Modification of a commercial thromboelastography instrument to measure coagulation dynamics with three-dimensional biomaterials.

ABSTRACT

Three-dimensional synthetic constructs with complex geometries have immense potential for use in a multitude of blood-contacting applications. Understanding coagulation phenomena is arguably the most critical aspect for applications involving synthetic biomaterials; however, real-time evaluation of the clot formation while interfacing with these materials is difficult to achieve in a reproducible and robust manner. Here, work representing first steps toward addressing this deficit is presented, wherein modified consumables for a clinical instrument (a Thromboelastograph(®)) have been fabricated. Thromboelastography (TEG) measures viscoelastic properties throughout clot formation and therefore provides clinically relevant coagulation measurements in real time (i.e., kinetics and strength of clot formation).

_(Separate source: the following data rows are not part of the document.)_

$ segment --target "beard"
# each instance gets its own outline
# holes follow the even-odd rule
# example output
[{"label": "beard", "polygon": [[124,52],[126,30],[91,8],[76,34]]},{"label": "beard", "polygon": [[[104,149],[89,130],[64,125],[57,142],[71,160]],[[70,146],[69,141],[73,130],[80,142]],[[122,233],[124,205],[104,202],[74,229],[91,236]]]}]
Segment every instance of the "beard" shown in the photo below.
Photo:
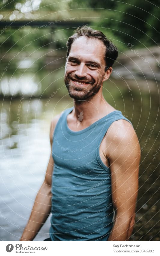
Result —
[{"label": "beard", "polygon": [[66,75],[65,77],[65,83],[68,91],[70,96],[75,100],[83,100],[86,99],[90,100],[99,91],[101,87],[102,78],[98,83],[95,83],[95,80],[93,79],[90,80],[82,79],[82,81],[86,82],[88,84],[85,88],[77,86],[73,83],[72,79],[78,80],[80,79],[76,75]]}]

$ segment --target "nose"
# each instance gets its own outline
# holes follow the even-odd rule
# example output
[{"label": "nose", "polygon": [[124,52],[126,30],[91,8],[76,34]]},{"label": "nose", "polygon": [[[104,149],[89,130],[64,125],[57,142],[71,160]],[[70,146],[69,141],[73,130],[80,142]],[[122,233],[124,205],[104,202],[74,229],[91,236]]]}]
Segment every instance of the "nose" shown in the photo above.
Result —
[{"label": "nose", "polygon": [[84,63],[81,63],[77,66],[77,70],[75,72],[75,74],[79,77],[86,76],[86,67]]}]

Through our modification, TEG consumables can readily accommodate three-dimensional materials (e.g., those for regenerative tissue applications). The authors performed proof-of-concept experiments using polymer scaffolds with a range of surface properties and demonstrated that variations in surface properties resulted in differences in blood plasma coagulation dynamics. For example, the maximum rate of thrombus generation ranged from 22.2 ± 2.2 (dyn/cm(2))/s for fluorocarbon coated scaffolds to 8.7 ± 1.0 (dyn/cm(2))/s for nitrogen-containing scaffolds. Through this work, the ability to make real-time coagulation activity measurements during constant coagulation factor interface with biomedically relevant materials is demonstrated.